Crises, historians have noted, can unblock institutional changes which are otherwise impeded by underlying cultural factors. Hopefully this will happen in the case of Wirecard, the Munich-based payments giant struggling for survival after admitting a multiyear, multibillion fraud in its balance sheet.
But what kind of changes are needed? Felix Hufeld, the head of the Bundesanstalt für Finanzdienstleistungsaufsicht (Bafin), the German market authority, spoke about ‘a disaster for Germany’, but Wirecard’s shockwaves are unlikely to remain within German borders. While Brexit redesigns the financial landscape of the continent and the European Commission renews its effort to build a capital market union, the Wirecard calamity is European. So should be the response.
The broad contours of the story provide some guidance on how future action should be directed. Since early 2019 whistleblowers, market participants and the Financial Times have signalled that something was wrong in the accounts of the company, whose burgeoning reported profits had led to a surge in market value and inclusion in Germany’s elite of listed companies. Bafin responded by temporarily banning short sales of the stock but did not consider it necessary to scrutinise the company itself, whose complex business was predominantly located in opaque and unco-operative Asian jurisdictions.
Following a familiar pattern, Germany’s establishment concluded that the allegations were attempts to undermine the country’s business culture. The company’s strategy of obfuscation and deceit culminated, in April this year, with the issuance of misleading statements on a KPMG audit, which the company itself had requested in an attempt to restore credibility. Eventually it took the intervention of banks and authorities in the Philippines, where the company had claimed to hold cash, to uncover the fraud.

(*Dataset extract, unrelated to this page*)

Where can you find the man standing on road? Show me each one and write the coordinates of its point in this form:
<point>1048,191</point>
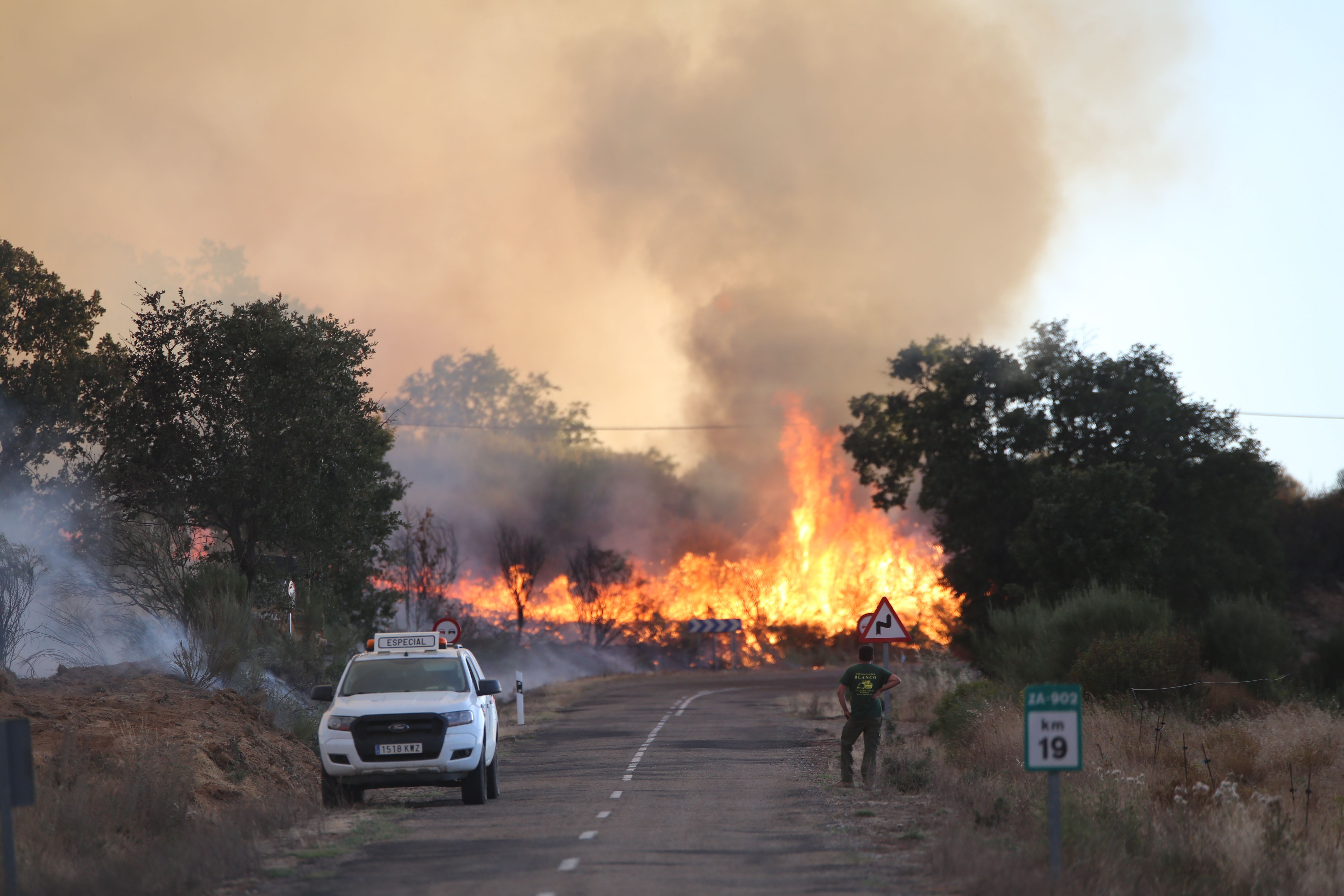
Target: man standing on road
<point>863,684</point>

While justice runs its course and experts scrutinise the company to see if parts can be saved, regulators must focus on the root causes of the problem. The first one, hardly unique to Germany, is the nexus between a lax market culture and a regulator captured by the industry which holds and promotes that culture. The remedy can only be to create a distance between the regulator and the regulated. Europe has already gone through this experience in the case of the banking union. The creation of a pan-European supervisor in the European Central Bank, breaking the liaison between national supervisors and the respective banking industries, contributed to the success of the banking union in recapitalising the banks and removing bad loans from their balance sheets. Those achievements made banks more resilient in the face of the pandemic.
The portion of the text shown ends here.